В самой маленькой комнатке, фактически чулане, обитала сморщенная старушка, прислуга бывших, то есть настоящих (дореволюционных), хозяев квартиры. Не знаю, как ей жилось до 17-го года, но то, что началось после, ее явно не устраивало. Своих чувств она не скрывала, время от времени возникая в дверях с воздетым к потолку сухоньким кулачком и запоминающейся, замечательно интонируемой репликой: «У-у, коммунисты!» Но и она была хорошей соседкой.

Вообще, насельники нашей квартиры старались по возможности не портить друг другу настроение. Я, конечно, слышал, а впоследствии читал о всяких склоках, скандалах, керосине в супе, толченом стекле в варенье и прочих ужасах советского коммунального быта. Что ж, значит, нам просто повезло.

А как чувствовали себя на Таганке мои родственники? Было ли им так же хорошо, как мне? Во всяком случае, на моей памяти, счастливее, чем тогда, они уже не были. Помните анекдот: у немецкого старика еврея спрашивают, когда ему лучше всего жилось на свете, и он не задумываясь отвечает: «При Гитлере», – «Как же так? А Нюрнбергские законы? А газовые камеры?» – «Видите ли, я был молод».

Но по-моему, дело не только в молодости мамы и папы и относительном здоровье бабушки и бабы Нюры. Дело именно в этой комнате, в этой квартире и какой-то общей – разлитой в воздухе города(?), страны(?), мира(?) – нерастраченности веры, надежды и любви.

Сохранилась фотография: молодые баба Нюра, бабушка, бабушкин муж Самуил (мой дед, погибший в сталинском лагере за двадцать лет до моего рождения – сегодня я понимаю, что для бабушки это значило совсем недавно) и маленькая мама.

Про Самуила я знаю только, что он родился, как Мандельштам, в «девяносто одном ненадежном году» (кстати говоря, арестовали их тоже одновременно, в 38-м) и соответственно был на десять лет старше бабушки, что у него венгерские корни, что он был веселый, любил танцевать (и вроде бы неплохо это делал), строил, а затем – до самого ареста (разумеется, по 58-й статье) – служил директором Центрального парка культуры и отдыха («с гребешками воздуха, культуры и воды»). Еще знаю историю с котом.

У бабушки на работе завелся воздыхатель. В обеденный перерыв он приносил ей чай, а после работы провожал до дома. То, что бабушка замужем, его не смущало. Самуил посоветовал жене сказать, что ее муж страшно ревнив, склонен к насилию и, вообще, псих ненормальный. Не помогло. Правда, зная бабушку, я что-то не очень представляю себе, как она все это произносит. Тогда мой дед, крупный, наголо бритый человек с волевым подбородком, начал действовать. Он взял кота, привязал к нему разноцветные бантики, надел поводок и, подгадав время, когда бабушка с ухажером подходили к подъезду, вышел им навстречу. Это сработало.

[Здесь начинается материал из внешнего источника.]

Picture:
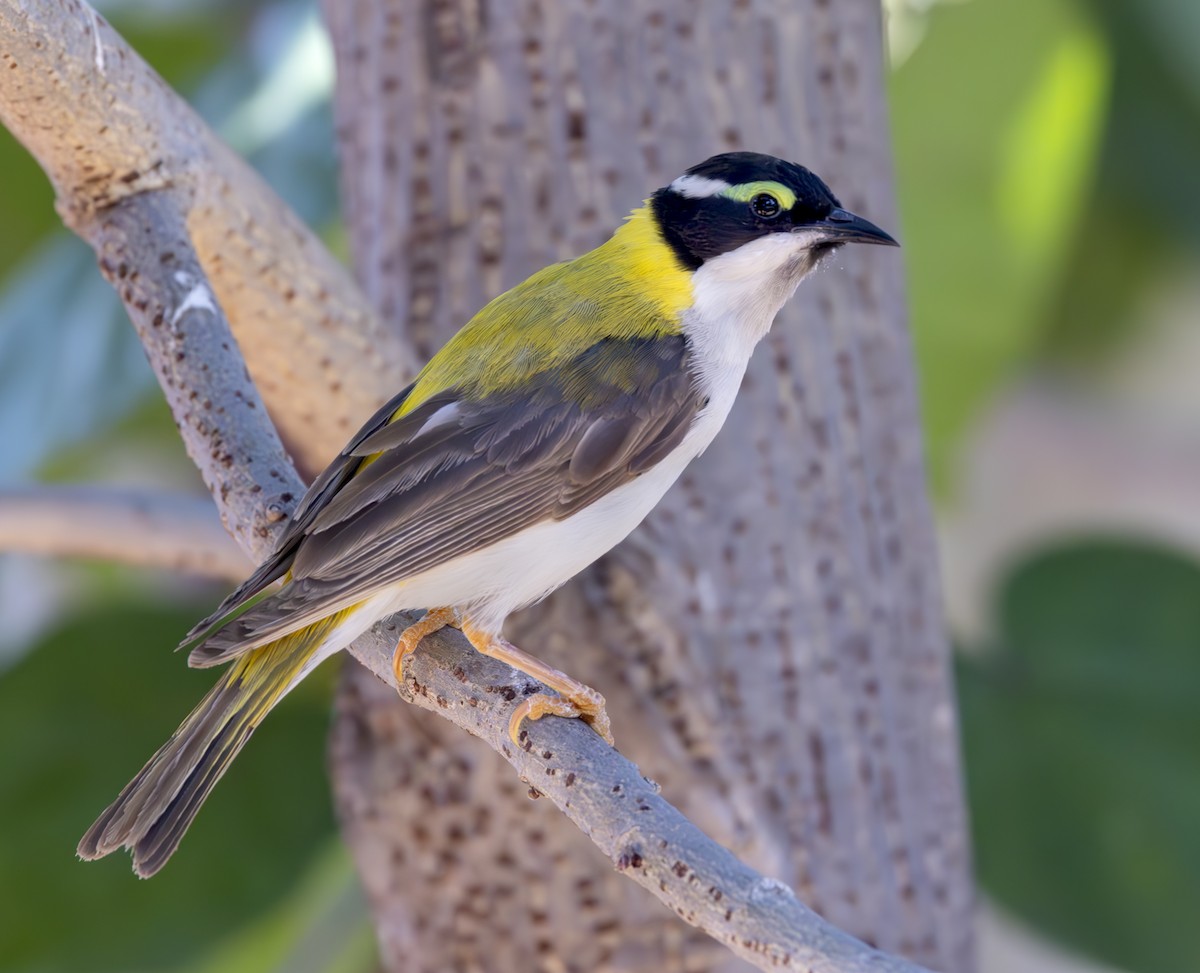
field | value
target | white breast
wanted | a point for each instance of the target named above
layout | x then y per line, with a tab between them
737	295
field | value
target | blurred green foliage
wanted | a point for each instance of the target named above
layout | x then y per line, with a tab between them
1081	730
1047	154
77	718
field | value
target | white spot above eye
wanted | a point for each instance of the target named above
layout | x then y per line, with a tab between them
699	186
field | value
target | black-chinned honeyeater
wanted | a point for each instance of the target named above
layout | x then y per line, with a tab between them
535	440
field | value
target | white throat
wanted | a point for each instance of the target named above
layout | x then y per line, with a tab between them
735	300
737	295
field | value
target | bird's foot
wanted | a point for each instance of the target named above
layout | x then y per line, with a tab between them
574	698
431	622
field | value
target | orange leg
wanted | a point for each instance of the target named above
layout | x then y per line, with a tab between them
575	700
431	622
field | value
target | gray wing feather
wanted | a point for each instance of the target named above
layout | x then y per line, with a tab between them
496	467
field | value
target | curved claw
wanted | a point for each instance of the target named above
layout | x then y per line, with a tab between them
583	706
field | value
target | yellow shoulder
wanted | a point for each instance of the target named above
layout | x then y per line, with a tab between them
631	286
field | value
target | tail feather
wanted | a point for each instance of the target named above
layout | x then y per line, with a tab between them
154	810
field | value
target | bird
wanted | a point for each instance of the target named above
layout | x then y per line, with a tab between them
528	446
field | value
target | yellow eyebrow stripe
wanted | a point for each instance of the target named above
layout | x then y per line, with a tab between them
747	191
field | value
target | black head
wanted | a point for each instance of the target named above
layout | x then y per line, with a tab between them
735	198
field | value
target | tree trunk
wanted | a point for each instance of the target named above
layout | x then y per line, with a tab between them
771	641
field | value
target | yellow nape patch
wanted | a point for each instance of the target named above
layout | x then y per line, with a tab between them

В 1957 году бабушке выдали «Справку» (так и написано – «справка»), в которой сообщалось, что «постановление особого совещания при НКВД СССР от 8 июня 1938 года в отношении Цвика Самуила Копелевича отменено и дело о нем (так и сказано «дело о нем») прекращено за отсутствием состава преступления. Цвик С. К. реабилитирован посмертно».

Гибель Самуила была бабушкиным неизжитым кошмаром. В 1973-м, за несколько месяцев до смерти, бабушка на праздновании годовщины свадьбы своей сестры пожелала ей уйти из жизни раньше мужа. Это непраздничное пожелание о многом говорит.

Баба Нюра (Анна Егоровна Осипова), прежде чем стать моей няней, была няней моей мамы. Она родилась в деревне Акулово. Во время коллективизации бежала от голодной смерти в Москву. Ни мужа, ни детей у нее никогда не было. Где и как они познакомились с бабушкой, как вышло, что она стала няней и фактически членом нашей семьи, я не знаю. Баба Нюра закончила церковно-приходскую школу. Недавно кто-то уверял меня, что русская церковно-приходская школа давала прекрасное академическое образование, сравнимое с нынешним университетским, причем не в пользу последнего. Возможно. В таком случае баба Нюра была самой плохой ученицей за всю историю существования церковно-приходских школ. Она толком не умела ни читать, ни писать. Записки «О здравии» и «О упокоении» всегда заполняла за нее либо бабушка, либо мама. Ни один священник не мог разобрать ее каракули.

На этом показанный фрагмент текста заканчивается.